Carolina
Casi nacimos juntos. Ella, princesa de papel, y nosotros, asomados a sus fotografías. La quisimos novia imposible y la hicimos hermana para no perderla. Esa generación de treintañeros, crecida entre la utopía y el crédito hipotecario, siempre tuvo una Carolina asomada a los pliegues de los cuentos de hadas que todavía hoy nos arrullan las cabezadas de sala de espera y peluquería. La vimos crecer como una isla volcánica entre los Alpes y el mar y siempre deseamos que algún día Carolina llegara a las puertas del Instituto a bordo del Aston Martin de James Bond y nos llevara a su jardín de la Rivera. Para muchos chavales torpes aprendices de la masculinidad, Carolina fue la única muñeca que nos permitíamos. Envidiamos al joven Rossellini y hasta le consideramos, más que un novio, un delegado de todos nuestros amores sin salida. Sentimos la vergüenza de los celos cuando un chuleta. fondón se la llevó al río. Comprendimos la desesperada fascinación por el tenista argentino. Le hubiéramos mandado cartas de consuelo el día de la muerte de su madre.Y, ya mayores, cuando en vez de artistas del amor nos convertimos en meros fontaneros de la convivencia, celebramos su boda con ese navegante que la llenó de hijos rubitos mientras vaciaba de sentido al Vaticano.

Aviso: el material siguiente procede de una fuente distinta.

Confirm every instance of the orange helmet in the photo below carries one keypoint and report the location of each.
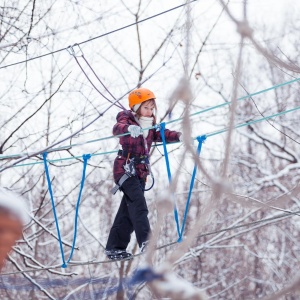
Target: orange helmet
(140, 95)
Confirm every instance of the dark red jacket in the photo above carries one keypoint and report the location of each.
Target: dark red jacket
(136, 146)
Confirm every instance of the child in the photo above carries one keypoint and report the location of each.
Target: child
(133, 210)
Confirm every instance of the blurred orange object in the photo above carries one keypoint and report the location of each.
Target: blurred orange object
(13, 215)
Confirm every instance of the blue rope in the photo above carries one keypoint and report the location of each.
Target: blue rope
(162, 134)
(200, 140)
(86, 157)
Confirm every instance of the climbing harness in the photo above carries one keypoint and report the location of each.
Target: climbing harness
(129, 168)
(85, 157)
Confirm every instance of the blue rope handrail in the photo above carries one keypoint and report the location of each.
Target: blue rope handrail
(85, 157)
(200, 140)
(162, 133)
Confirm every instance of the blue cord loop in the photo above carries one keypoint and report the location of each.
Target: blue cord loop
(162, 134)
(85, 157)
(200, 140)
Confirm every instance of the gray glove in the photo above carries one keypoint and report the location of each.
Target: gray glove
(134, 130)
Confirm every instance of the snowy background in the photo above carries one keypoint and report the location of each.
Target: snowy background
(62, 62)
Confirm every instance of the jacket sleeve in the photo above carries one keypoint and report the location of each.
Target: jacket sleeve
(122, 123)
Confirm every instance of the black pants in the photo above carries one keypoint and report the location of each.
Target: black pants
(131, 216)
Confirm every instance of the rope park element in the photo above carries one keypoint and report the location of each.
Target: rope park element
(200, 140)
(85, 157)
(115, 151)
(279, 217)
(28, 155)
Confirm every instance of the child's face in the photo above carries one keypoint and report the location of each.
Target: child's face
(147, 109)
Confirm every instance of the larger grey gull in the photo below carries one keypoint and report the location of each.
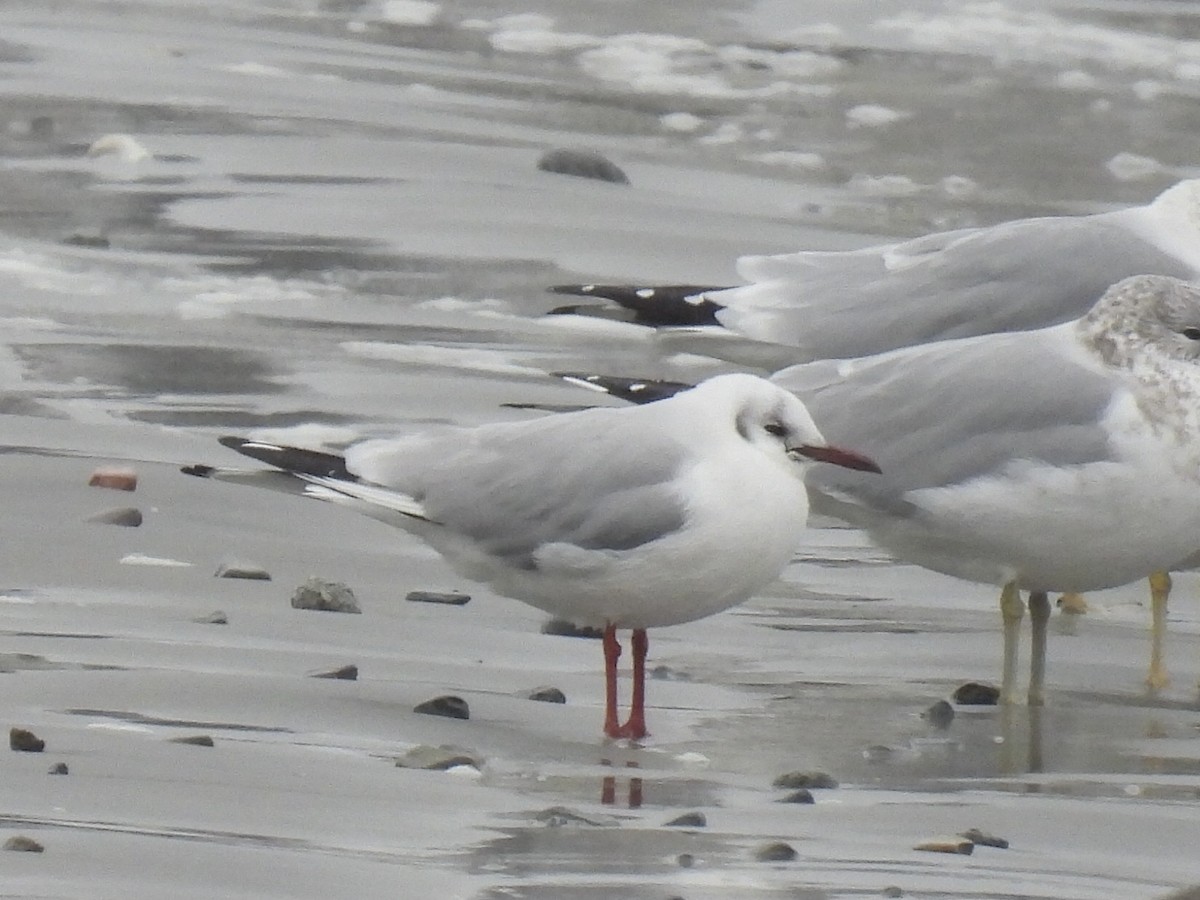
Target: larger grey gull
(621, 517)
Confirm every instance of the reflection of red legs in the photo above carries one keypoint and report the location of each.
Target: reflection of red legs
(635, 726)
(611, 654)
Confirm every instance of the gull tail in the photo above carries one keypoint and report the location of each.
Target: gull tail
(634, 390)
(311, 473)
(663, 305)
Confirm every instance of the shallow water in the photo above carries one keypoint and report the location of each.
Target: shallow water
(340, 229)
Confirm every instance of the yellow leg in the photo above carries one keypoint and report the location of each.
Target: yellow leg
(1159, 591)
(1039, 615)
(1072, 604)
(1012, 610)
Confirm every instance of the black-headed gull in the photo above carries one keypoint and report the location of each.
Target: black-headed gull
(621, 517)
(1059, 460)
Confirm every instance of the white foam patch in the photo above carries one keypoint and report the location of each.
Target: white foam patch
(1007, 35)
(409, 12)
(473, 359)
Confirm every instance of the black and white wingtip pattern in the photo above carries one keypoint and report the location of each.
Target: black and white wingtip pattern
(634, 390)
(661, 305)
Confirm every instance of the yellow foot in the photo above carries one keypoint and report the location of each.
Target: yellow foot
(1072, 605)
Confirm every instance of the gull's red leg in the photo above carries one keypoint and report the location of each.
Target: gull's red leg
(635, 727)
(611, 654)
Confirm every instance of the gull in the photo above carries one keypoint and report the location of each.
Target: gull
(1018, 275)
(1065, 459)
(627, 517)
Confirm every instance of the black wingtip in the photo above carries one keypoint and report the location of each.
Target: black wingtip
(681, 305)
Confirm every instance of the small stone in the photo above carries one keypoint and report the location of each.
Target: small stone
(449, 706)
(25, 742)
(983, 839)
(802, 796)
(250, 571)
(947, 845)
(325, 595)
(811, 780)
(582, 163)
(439, 759)
(195, 741)
(345, 673)
(124, 516)
(114, 477)
(23, 844)
(453, 598)
(940, 715)
(547, 695)
(775, 852)
(973, 694)
(563, 628)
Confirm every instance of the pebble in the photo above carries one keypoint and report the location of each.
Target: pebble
(582, 163)
(124, 516)
(195, 741)
(449, 706)
(547, 694)
(117, 478)
(438, 759)
(811, 780)
(569, 629)
(243, 570)
(325, 595)
(23, 844)
(940, 715)
(775, 852)
(973, 694)
(25, 742)
(343, 673)
(688, 820)
(453, 598)
(983, 839)
(947, 845)
(802, 796)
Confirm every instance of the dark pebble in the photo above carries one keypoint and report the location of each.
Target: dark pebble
(124, 516)
(25, 742)
(569, 629)
(431, 597)
(802, 796)
(688, 820)
(940, 715)
(775, 852)
(195, 741)
(449, 706)
(973, 694)
(346, 673)
(983, 839)
(582, 163)
(324, 595)
(23, 844)
(250, 571)
(811, 780)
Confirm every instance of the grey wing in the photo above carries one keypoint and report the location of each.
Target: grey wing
(1015, 276)
(946, 413)
(591, 479)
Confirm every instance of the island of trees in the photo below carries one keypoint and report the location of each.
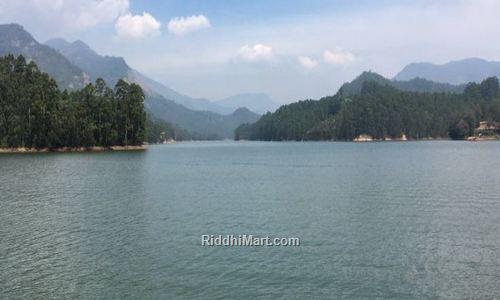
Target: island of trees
(35, 114)
(381, 112)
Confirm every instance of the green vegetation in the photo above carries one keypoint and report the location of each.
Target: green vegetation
(381, 111)
(34, 113)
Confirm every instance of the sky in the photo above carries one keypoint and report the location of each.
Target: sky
(289, 49)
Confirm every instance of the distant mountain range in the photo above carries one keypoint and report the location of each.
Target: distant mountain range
(413, 85)
(111, 69)
(73, 65)
(15, 40)
(455, 72)
(256, 102)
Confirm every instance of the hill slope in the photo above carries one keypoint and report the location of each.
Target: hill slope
(413, 85)
(201, 124)
(256, 102)
(380, 111)
(455, 72)
(17, 41)
(111, 69)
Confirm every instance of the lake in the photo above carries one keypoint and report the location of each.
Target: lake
(397, 220)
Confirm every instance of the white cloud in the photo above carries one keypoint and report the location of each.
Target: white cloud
(185, 25)
(137, 26)
(307, 62)
(257, 52)
(338, 57)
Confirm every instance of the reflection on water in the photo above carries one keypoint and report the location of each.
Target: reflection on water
(401, 220)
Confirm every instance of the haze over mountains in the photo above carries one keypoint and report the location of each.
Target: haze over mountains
(73, 65)
(454, 72)
(15, 40)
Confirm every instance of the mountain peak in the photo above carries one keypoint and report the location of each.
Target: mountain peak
(454, 72)
(15, 33)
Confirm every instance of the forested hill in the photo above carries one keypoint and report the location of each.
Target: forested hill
(34, 113)
(382, 112)
(16, 41)
(412, 85)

Ayer Carolina accedió a la condición de viuda, que es esa dolorosa situación que hace de cada princesa una reina madre y de cada admirador un quimérico candidato. Para los geógrafos del corazón, ayer el mundo giró sobre sí mismo y ni la Alemania unificada ni el relajo de Kuwait consiguieron evitar las miradas sobre ese pequeño enclave con nombre de casino. Nos enamoramos en su día de una figurita de Lladró y hoy nos sentimos en el escenario de una tragedia griega. La muerte de cualquiera es sólo muerte. La de los príncipes es el destino. Esa palabra que, aplicada a la historia, equivale al "continuará..." de las historietas.